Sie essen zu viel Fleisch, verpesten die Luft mit ihren Verbrennerautos, hocken in zu grossen Immobilien und plündern die Rentenkassen. So lauten einige der Vorurteile von Vertretern jüngerer Generationen gegenüber den Babyboomern. Doch auf den Arbeitsmärkten der westlichen Industrieländer dürften die «Boomer» – sie umfassen die Jahrgänge 1946 bis 1964 – bald schmerzlich fehlen.
Mit der Pensionierung dieser geburtenstarken Generation schrumpft die Erwerbsbevölkerung in vielen westlichen Industrieländern drastisch – wobei dieser Effekt aufgrund der höheren Zuwanderung in den Vereinigten Staaten weniger ausgeprägt ist als in Europa. Für die Euro-Zone erwartet die Bank Morgan Stanley hingegen einen Rückgang der Zahl der Erwerbstätigen bis 2040 um 6,4 Prozent.
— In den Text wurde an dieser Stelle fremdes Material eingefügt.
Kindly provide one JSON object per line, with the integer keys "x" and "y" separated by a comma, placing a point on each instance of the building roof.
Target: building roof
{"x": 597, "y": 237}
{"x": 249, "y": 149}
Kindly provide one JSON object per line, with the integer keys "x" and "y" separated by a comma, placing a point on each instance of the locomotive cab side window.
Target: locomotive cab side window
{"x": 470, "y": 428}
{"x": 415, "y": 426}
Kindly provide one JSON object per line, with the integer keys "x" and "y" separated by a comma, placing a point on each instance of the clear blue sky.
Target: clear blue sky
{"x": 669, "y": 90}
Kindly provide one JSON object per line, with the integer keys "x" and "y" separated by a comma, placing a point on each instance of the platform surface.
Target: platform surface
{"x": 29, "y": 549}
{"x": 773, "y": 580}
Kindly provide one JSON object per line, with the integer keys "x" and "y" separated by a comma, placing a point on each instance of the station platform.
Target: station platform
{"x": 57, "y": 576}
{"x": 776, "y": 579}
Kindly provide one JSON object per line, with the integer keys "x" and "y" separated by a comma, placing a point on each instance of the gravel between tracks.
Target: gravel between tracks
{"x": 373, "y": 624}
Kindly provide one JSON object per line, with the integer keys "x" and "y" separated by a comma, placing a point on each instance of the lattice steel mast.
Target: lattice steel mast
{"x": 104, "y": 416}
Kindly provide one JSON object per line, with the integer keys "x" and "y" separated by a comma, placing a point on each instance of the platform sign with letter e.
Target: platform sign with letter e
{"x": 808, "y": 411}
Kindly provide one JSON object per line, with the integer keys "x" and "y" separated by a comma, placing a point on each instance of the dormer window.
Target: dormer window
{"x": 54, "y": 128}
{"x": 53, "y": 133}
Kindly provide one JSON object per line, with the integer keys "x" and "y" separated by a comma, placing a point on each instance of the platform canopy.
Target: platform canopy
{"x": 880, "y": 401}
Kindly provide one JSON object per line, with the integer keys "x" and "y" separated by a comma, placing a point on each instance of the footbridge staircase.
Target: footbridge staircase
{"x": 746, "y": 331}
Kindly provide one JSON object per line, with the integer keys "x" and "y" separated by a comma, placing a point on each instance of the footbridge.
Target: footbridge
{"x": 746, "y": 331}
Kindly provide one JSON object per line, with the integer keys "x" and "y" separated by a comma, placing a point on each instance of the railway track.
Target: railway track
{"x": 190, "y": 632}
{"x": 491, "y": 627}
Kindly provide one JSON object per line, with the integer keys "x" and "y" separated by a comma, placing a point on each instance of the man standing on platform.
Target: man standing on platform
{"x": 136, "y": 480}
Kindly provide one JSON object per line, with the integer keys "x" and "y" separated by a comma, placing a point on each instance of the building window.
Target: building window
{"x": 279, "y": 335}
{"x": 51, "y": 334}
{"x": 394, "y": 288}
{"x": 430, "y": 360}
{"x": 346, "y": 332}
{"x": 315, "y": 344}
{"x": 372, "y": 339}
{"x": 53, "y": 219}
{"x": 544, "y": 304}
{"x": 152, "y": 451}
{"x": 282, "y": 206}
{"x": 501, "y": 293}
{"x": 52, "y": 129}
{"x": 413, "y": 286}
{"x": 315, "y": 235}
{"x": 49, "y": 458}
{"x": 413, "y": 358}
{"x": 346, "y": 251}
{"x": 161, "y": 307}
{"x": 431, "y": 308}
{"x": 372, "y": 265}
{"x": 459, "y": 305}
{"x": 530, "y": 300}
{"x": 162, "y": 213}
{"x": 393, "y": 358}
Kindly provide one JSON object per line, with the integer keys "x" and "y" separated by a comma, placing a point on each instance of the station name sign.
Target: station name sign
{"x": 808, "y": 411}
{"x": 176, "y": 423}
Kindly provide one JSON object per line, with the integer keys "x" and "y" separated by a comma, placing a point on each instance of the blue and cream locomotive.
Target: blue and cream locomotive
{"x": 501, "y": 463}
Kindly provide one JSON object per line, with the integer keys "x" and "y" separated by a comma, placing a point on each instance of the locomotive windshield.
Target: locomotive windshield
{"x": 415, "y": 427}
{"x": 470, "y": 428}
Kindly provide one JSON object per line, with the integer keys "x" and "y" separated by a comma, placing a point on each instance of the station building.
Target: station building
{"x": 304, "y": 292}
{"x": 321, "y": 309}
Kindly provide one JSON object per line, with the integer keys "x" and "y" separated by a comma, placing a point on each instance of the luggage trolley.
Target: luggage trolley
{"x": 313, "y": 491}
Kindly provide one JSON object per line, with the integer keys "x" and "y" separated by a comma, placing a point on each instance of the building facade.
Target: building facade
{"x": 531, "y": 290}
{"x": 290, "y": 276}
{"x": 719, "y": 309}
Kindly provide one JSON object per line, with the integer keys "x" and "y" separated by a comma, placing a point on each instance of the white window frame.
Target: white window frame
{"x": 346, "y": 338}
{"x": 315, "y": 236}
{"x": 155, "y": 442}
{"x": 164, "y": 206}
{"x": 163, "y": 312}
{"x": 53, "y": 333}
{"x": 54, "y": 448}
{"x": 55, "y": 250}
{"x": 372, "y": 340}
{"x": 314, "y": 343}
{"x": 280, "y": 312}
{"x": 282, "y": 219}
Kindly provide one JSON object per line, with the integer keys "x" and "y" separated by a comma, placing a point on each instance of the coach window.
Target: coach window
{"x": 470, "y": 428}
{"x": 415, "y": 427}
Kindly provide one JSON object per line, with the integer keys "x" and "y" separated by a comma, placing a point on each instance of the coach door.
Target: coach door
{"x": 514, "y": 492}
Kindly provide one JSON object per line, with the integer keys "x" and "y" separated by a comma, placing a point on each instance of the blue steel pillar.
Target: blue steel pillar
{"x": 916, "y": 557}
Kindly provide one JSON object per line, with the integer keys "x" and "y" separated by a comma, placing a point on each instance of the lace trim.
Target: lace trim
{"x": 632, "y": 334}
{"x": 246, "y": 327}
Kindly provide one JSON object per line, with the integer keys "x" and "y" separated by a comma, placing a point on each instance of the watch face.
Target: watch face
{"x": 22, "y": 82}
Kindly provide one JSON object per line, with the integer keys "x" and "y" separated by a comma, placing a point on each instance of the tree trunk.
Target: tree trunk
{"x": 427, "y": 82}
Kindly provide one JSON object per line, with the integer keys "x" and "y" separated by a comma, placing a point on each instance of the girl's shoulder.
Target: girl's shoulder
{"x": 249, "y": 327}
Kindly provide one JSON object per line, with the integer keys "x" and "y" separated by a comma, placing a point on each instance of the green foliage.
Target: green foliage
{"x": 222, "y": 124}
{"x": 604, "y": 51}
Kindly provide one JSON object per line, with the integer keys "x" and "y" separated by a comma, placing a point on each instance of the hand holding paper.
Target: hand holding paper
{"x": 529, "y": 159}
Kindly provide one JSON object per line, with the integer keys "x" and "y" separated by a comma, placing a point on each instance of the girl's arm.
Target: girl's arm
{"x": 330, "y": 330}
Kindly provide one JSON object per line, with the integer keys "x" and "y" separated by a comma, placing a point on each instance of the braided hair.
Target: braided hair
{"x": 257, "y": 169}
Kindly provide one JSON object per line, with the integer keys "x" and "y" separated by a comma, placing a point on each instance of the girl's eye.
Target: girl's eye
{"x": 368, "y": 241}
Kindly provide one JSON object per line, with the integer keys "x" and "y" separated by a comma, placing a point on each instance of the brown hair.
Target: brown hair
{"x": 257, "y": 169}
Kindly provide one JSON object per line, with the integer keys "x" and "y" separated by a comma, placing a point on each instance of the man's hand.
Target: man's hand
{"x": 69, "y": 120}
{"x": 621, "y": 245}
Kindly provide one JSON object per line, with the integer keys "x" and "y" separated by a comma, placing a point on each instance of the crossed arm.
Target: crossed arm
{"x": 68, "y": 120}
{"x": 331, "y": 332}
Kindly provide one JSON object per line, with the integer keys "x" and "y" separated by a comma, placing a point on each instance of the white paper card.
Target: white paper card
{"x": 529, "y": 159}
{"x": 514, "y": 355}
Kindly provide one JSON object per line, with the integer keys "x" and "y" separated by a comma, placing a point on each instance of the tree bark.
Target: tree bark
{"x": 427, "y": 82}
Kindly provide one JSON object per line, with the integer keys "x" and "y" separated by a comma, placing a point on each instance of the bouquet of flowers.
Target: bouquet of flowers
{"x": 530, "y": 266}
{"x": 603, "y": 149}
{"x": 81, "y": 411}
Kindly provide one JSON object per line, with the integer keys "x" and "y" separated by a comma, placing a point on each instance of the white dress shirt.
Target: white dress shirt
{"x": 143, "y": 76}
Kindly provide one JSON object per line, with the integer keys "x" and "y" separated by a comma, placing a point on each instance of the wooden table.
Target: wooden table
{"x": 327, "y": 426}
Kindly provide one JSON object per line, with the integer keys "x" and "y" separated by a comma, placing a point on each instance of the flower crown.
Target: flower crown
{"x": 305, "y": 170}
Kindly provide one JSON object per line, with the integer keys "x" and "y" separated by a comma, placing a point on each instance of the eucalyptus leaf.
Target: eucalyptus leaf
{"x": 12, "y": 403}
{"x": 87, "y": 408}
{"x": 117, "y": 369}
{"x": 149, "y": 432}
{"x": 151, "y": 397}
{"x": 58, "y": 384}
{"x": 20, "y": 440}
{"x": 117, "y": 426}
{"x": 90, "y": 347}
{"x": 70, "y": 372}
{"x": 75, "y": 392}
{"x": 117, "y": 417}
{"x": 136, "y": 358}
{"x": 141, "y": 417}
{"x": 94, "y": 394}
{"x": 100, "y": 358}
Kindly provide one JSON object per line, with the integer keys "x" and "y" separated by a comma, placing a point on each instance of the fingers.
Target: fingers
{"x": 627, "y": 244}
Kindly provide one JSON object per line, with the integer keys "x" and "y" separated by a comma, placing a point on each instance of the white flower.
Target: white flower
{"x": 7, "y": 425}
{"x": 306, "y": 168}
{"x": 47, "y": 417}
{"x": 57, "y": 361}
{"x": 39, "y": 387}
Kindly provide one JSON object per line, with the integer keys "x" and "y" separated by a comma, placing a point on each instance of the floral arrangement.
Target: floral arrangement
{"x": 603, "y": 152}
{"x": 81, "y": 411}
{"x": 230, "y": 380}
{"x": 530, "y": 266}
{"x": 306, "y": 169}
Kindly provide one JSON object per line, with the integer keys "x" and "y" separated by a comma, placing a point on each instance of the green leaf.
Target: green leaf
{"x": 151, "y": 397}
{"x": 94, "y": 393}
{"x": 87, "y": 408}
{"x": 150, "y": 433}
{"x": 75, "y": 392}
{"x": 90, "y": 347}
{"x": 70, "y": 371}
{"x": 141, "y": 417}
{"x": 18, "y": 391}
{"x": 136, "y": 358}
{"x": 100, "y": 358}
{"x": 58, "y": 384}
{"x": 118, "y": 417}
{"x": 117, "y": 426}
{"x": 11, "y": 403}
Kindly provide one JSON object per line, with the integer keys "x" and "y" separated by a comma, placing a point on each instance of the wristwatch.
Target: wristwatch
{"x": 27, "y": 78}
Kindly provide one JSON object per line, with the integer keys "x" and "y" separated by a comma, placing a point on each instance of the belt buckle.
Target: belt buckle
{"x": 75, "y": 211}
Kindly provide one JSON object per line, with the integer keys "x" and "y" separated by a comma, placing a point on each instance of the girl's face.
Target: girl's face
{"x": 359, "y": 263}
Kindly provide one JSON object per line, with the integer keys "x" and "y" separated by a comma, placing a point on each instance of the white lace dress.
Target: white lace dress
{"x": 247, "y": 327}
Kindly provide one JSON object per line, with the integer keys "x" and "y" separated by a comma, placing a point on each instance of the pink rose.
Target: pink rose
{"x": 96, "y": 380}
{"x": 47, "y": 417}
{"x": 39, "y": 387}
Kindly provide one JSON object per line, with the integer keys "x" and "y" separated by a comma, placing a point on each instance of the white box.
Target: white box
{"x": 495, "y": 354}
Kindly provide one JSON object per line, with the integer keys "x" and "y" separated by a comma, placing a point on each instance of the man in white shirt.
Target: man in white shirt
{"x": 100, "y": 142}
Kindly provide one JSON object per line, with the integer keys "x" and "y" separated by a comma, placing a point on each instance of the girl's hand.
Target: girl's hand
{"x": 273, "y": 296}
Die negative Folge davon könnte sein, dass das Wirtschaftswachstum in der Region jährlich um 0,25 Prozentpunkte niedriger ausfällt, schätzt das Finanzhaus.
Eine zunehmend überalterte Bevölkerung, gepaart mit niedrigen Geburtenraten und einer schwächelnden Wirtschaft, das sind auch für Sparer und Geldanleger keine guten Aussichten. Die schlimmsten Prognosen haben sich bisher aber nicht bewahrheitet.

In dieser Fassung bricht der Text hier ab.